SECURITIES AND EXCHANGE COMMISSION

Washington, D.C. 20549

 

FORM 8-K

 

Current Report Pursuant to Section 13 or 15(d) of

The Securities Exchange Act of 1934

 

 

Date of Report (Date of Earliest Event Reported) May 15, 2014

 

 

Pope Resources, A Delaware Limited Partnership

(Exact name of registrant as specified in its charter)

 

 

Delaware

(State or other jurisdiction of

incorporation or organization)

91-1313292

(I.R.S. Employer

Identification No.)

 

  

19550 Seventh Avenue NE, Poulsbo, Washington 98370

(Address of principal executive offices) (ZIP Code) 

 

Registrant's telephone number, including area code (360) 697-6626

  

 

NOT APPLICABLE

(Former name or former address, if changed since last report.)

 

Check the appropriate box below if the Form 8-K filing is intended to simultaneously satisfy the filing obligation of the registrant under any of the following provisions (SEE General Instruction A.2. below):

 

¨ Written communications pursuant to Rule 425 under the Securities Act (17 CFR 230.425)

¨ Soliciting material pursuant to Rule 14a-12 under the Exchange Act (17 CFR 240.14a-12)

¨ Pre-commencement communications pursuant to Rule 14d-2(b) under the Exchange Act (17 CFR 240.14d-(b))

¨ Pre-commencement communications pursuant to Rule 13e-4(c) under the Exchange Act (17 CFR 240.13e-4(c))

 

 
 

INFORMATION TO BE INCLUDED IN THE REPORT

 

 

Item 8.01 OTHER EVENTS

 

 

On May 15, 2014 the Partnership announced a quarterly distribution of 65 cents per unit, effective for unitholders of record on May 27, 2014 and payable on June 10, 2014. A copy of that press release is attached hereto as Exhibit 99.1. 

 

Item 9.01. FINANCIAL STATEMENTS AND EXHIBITS

 

Exhibit No. Description
   
99.1 Press release of the registrant dated May 15, 2014.

 

 

SIGNATURES

 

 

Pursuant to the requirements of Section 13 of the Securities Exchange Act of 1934, the Registrant has duly caused this report to be signed on its behalf by the undersigned, thereunto duly authorized.

 

 

  POPE RESOURCES, A DELAWARE LIMITED PARTNERSHIP
   
DATE: May 15, 2014 By:  /s/ Thomas M. Ringo
    Thomas M. Ringo
Vice President and Chief Financial Officer, Pope Resources, A Delaware Limited Partnership, and Pope MGP, Inc., General Partner

  

 

 

Pope Resources Announces 18% Increase In Quarterly Distribution

POULSBO, Wash., May 15, 2014 /PRNewswire/ -- Pope Resources (NASDAQ: POPE) announced today a quarterly distribution of $0.65 per unit, effective for unitholders of record on May 27, 2014 and payable on June 10, 2014. This represents a $0.10, or 18%, increase from the prior quarterly distribution of $0.55 per unit. "We are pleased to announce this increase in our distribution payout, which reflects the gradual recovery in housing starts and the corresponding impact on our log markets," said David L. Nunes, President and CEO.

This release is intended to be a qualified notice under Treasury Regulation Section 1.1446-4(b).

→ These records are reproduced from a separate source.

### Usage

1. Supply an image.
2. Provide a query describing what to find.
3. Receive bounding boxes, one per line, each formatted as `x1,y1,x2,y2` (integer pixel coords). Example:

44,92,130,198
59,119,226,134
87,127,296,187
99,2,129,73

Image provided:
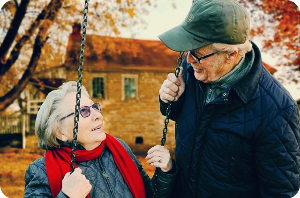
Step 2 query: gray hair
211,39,252,57
35,81,89,150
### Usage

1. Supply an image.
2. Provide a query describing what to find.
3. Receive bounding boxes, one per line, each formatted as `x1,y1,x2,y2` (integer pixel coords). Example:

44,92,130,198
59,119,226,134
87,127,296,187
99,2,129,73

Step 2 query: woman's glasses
60,102,101,120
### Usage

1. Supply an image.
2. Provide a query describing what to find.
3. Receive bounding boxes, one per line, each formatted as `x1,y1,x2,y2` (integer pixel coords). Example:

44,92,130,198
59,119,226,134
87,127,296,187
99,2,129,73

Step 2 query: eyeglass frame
59,102,102,121
188,51,218,63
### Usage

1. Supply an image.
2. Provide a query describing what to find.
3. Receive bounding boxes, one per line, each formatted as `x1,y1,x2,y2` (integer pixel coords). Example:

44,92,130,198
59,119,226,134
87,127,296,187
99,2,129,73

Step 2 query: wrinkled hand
146,145,173,172
61,168,92,198
159,67,185,103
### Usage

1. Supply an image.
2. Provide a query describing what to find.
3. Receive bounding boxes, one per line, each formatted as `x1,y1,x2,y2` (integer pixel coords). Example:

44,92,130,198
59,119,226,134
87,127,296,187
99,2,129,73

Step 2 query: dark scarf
45,134,146,198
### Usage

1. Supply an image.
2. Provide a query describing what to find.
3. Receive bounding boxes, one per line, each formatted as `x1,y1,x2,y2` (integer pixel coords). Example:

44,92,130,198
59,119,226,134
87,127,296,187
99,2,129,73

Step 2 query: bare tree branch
0,0,59,76
0,0,62,112
0,0,29,61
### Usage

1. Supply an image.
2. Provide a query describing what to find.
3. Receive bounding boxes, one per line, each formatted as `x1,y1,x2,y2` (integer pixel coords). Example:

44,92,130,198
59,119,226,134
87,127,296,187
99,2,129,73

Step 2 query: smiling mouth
92,126,102,131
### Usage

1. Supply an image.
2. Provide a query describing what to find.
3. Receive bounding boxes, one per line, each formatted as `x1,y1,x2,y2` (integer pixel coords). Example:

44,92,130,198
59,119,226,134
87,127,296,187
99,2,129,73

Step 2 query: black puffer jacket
24,139,177,198
160,43,300,198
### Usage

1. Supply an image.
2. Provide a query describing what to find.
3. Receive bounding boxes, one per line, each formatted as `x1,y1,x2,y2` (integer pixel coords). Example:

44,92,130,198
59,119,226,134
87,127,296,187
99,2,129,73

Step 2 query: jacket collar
233,42,263,103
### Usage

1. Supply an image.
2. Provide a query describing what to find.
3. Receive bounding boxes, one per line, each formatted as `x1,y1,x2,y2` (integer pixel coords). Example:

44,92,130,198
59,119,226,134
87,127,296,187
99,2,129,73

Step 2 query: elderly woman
24,81,177,198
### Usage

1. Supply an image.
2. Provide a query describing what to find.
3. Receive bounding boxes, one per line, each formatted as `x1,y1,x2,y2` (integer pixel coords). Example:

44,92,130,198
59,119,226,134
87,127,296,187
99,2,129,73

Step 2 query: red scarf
45,134,146,198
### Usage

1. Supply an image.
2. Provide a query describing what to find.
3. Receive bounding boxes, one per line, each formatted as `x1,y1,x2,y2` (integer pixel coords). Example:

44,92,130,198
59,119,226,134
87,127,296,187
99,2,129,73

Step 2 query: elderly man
159,0,300,198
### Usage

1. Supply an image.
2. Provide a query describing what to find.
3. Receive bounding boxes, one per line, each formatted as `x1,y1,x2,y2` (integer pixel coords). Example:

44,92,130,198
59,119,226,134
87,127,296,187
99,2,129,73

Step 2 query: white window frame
89,73,108,100
121,74,139,101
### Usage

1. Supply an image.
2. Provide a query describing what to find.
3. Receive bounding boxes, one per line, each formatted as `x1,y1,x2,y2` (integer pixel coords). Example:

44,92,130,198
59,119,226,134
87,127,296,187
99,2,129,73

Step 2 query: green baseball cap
159,0,250,52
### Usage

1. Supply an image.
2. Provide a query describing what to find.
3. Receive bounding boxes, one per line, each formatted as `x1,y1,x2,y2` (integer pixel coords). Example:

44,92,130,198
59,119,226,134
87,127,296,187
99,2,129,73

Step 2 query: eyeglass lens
80,103,101,118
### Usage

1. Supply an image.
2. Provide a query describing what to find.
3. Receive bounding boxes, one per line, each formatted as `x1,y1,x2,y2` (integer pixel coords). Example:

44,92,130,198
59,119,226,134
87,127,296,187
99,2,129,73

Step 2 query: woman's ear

Brokers and nominees should treat one hundred percent (100.0%) of Pope Resources' distributions to foreign investors as being attributable to income that is effectively connected with a United States trade or business. Accordingly, Pope Resources' distributions to foreign investors are subject to federal income tax withholding at the highest applicable effective tax result.

About Pope Resources

Pope Resources, a publicly traded limited partnership, and its subsidiaries Olympic Resource Management and Olympic Property Group, own or manage 204,000 acres of timberland and development property in Washington, Oregon, and California. We also manage, co-invest in, and consolidate three private equity timber funds, for which we earn management fees. These funds provide an efficient means of investing our own capital in Pacific Northwest timberland while earning fees from managing the funds for third-party investors. The company and its predecessor companies have owned and managed timberlands and development properties for over 160 years. Additional information on the company can be found at www.poperesources.com. The contents of our website are not incorporated into this release or into our filings with the Securities and Exchange Commission.